And again, back to the Caveat Emptor- its just like buying a dog. (Unfortunately myself, I have to eat my own words here. I thought that I did my research on my breeder, only to find out some not so good things later... but, that of course is a different subject and I stray!) Why is it that here we all preach about do your research, find out what you can on where you're getting your baby- visit the home, see its parents, etc. Shouldn't something like an IMPORTANT purchase like a home be the same thing?! You can not purchase on a whim or out of emotion. Just like it isn't the smartest thing to just buy a pet on a whim either because they looked so cute and needy (although again, I have to admit, I myself have almost fallen prey to that too!! :smpullhair: ) You need to really sit down and address the situation and as many variables and possibilities that you can come up with to make sure that what you are doing is going to be the best decision not only for yourself, but your family as well, at that particular time. Research the various lending products, speak to more than one advisor, get multiple opinions from various professionals. By carefully calculating your moves prior to, and during such a heavy process like this, you can most likely save yourself and your family a lot of heartache. The real victims here aren't the buyers who are about to foreclose or default on their homes. Its the rest of the family that will unfortunately be uprooted from their home or have their credit affected by those who sought their help.

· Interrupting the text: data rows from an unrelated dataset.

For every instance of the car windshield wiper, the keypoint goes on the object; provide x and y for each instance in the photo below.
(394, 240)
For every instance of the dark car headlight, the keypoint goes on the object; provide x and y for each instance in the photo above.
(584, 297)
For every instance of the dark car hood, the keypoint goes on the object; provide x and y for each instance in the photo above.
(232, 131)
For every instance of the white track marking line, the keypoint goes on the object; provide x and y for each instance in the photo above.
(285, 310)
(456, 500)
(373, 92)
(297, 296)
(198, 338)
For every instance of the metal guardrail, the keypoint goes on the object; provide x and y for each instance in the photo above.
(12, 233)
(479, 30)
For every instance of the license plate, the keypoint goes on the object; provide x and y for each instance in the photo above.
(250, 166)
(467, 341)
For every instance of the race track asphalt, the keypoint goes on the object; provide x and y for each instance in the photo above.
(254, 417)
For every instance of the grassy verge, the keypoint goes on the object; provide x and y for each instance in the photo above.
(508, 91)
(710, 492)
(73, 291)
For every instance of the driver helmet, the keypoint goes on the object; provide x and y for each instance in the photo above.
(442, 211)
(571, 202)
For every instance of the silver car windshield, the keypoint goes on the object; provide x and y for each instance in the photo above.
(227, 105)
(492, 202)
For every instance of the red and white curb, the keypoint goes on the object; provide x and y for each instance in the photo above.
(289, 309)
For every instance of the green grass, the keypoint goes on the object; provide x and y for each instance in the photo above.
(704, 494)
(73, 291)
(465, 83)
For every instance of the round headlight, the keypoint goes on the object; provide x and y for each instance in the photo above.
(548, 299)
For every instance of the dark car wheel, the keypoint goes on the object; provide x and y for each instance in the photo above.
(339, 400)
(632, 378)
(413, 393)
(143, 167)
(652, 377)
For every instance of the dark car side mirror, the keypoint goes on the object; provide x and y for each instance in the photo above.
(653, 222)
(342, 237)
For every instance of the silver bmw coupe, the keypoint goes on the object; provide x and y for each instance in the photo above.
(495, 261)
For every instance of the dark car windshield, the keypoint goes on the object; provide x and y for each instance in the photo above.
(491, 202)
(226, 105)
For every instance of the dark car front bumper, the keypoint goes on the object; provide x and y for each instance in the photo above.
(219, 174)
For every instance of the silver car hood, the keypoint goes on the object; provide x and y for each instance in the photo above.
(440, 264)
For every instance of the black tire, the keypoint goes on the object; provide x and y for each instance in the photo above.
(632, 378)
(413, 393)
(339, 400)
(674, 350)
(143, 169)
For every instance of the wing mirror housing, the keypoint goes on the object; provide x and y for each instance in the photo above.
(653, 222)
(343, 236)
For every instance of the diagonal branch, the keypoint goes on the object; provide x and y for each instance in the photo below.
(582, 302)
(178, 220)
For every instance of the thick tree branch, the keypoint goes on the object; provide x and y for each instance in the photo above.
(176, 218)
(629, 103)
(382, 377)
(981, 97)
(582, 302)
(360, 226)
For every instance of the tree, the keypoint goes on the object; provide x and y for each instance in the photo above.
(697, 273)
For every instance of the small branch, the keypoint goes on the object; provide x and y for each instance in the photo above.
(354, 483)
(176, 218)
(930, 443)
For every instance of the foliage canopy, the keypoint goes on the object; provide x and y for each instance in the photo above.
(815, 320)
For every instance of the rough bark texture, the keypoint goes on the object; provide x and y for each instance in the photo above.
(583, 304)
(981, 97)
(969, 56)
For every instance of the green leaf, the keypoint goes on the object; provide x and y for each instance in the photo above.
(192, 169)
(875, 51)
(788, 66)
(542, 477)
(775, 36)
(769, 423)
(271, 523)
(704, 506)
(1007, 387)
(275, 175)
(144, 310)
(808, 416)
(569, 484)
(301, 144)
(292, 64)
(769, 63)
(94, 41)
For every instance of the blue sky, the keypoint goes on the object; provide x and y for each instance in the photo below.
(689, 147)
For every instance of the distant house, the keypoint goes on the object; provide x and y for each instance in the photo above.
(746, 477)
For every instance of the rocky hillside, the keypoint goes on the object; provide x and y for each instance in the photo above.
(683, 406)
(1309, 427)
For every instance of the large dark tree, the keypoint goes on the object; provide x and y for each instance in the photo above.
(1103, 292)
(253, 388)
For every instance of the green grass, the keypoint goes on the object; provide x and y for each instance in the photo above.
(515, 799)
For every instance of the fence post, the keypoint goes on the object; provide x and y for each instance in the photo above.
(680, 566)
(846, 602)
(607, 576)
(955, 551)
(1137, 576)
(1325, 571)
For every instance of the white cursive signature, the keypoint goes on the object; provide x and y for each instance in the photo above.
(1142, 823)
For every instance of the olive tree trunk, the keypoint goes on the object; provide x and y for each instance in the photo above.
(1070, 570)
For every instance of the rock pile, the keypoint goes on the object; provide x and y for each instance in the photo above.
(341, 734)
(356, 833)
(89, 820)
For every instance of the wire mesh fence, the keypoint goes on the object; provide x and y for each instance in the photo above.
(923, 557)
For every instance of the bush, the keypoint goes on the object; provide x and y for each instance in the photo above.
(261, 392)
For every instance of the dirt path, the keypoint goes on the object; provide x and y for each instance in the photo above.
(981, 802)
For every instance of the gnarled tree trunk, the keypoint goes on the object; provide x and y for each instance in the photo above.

*sigh* :smheat: Sorry if I exploded there. I'll jump down from my soap box now.


----------



## I found nemo (Feb 23, 2006)

It seems to me people have to do credit checks so how can banks be giving all this money to people who don't make enough to pay it?? Thats what I don't understand. 
I have never bit off more than I could chew, Nick and I have extremely good credit and I wouldn't have it any other way. I drive a nice car and so does Nick, our children are in private schools, but we can afford it.
I don't go and buy things I can't afford and my kids work for they want (which I feel is so important)

I don't wish bad on anyone even people I can't stand, I believe what you do in life will always come back to you..
I think people in general are good people who just made bad decisions but the banks aren't innocent either. People need to be responsible for their actions and sometimes the lesson is disastrous  
We (Nick and I) both, have worked hard for what we have, nobody gave us a thing and it took years to get where we are and I wouldn't have it any other way :biggrin:


----------



## Lennabella (Mar 29, 2007)

I agree - I took a break from studying for my real estate licence right now to go on SM :brownbag: and found your post ..

Unfortunately, I know at least 3 families that bought into the interest only mortgages and they are clinging to all they have right now but they are losing grip ..


----------



## Gail (Oct 14, 2007)

When I bought my house, you had to have 20% down or jump through hoops to get a loan. My Realtor kept telling me I could afford a house costing $20,000 more than the one I eventually bought(this was 20 years ago and I live in the Midwest). I knew I would need a new car, new clothes, go on a vacation, etc. and didn't want to be "house poor". So I bought a house that fit my needs and within my budget. Not only do I have a house that's paid in full, I'm able to retire at 55 because I have no debt. 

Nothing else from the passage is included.